Two propeller driver single engine aircraft of the Liberation Tigers of Tamil Eelam (LTTE) bombarded the Myladdi army camp, 3 km from the Sri Lankan Air Force (SLAF) base at Palaly in the northern district of Jaffna, in the wee hours of Tuesday.
This is the second instance of aerial bombardment by the LTTE. The earlier raid, on the Katunayake airbase near Colombo, had take place less than a month ago, on March 26.
According to the LTTE's military spokesman, Rasaiah Ilanthirayan, a massive arms dump and a major engineering facility were damaged in the raid which took place at 1.20 am.
Seven engineers were killed and 10 were wounded in the aerial bombardment, Ilanthirayan said.

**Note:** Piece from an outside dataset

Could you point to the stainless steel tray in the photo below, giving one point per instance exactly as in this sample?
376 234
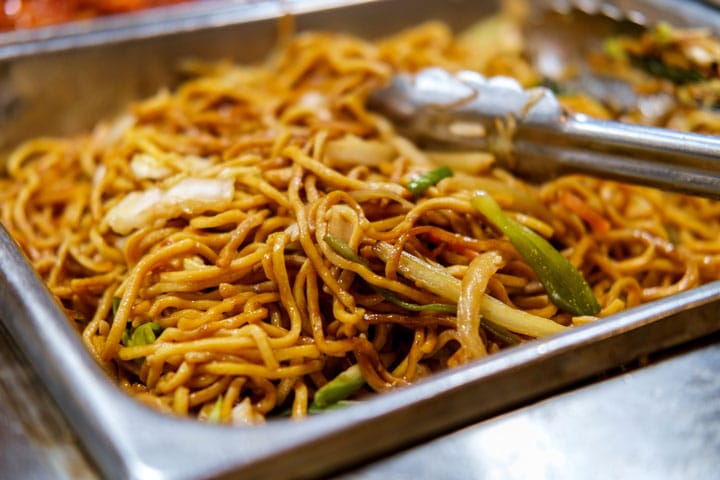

Other reliable sources in Colombo said that a Brigadier was among the seriously wounded.
"Explosions were heard by our pilots, as they circled the area two or three times before turning back," the LTTE spokesman told Hindustan Times over the phone from Kilinochchi.
"Due to the shut down of power in the area, the aircraft had to turn back. They reached the base safely," he said.
Ilanthirayan contended that Myladdi was very much part of the Palaly High Security Zone (HSZ), and that the attack was tantamount to striking the airbase itself.
No damage says Govt
But the Sri Lankan government said that the LTTE's attempt to attack the Palaly airbase was "foiled".
The government's National Security website maintained that the raiders had missed the airbase when challenged by anti-aircraft fire, and that all that they could do was to discharge two bombs on the Myliddy beach on their way back.
Any damage that was inflicted on the Myladdy army camp was minimal, and that this was due to artillery fire from Pooneryn, and not aerial bombardment.
Since the Palaly airbase cum civilian airport was not hit, flights would take off and land as usual on Tuesday, a military spokesman told Hindustan Times.
But the LTTE spokesman denied the Sri Lankan government's contention that the damage to the Myladdi base was minimal and that it was not due to aerial bombardment.
"There was no artillery firing there today," Ilanthirayan said.
A defence expert said that the LTTE aircraft had come from the East via Point Pedro, apparently flying over the Eastern Mullaitivu and Vadamarachchi coastlines to avoid detection by land-based radars and watchers in the heavily guarded Jaffna district.
Five civilians killed in blast
Five bus passengers were killed when their vehicle was blasted by a claymore mine near Menik Farm, between Mannar and Vavuniya in North West Sri Lanka on Monday night, the Ministry of Defence said.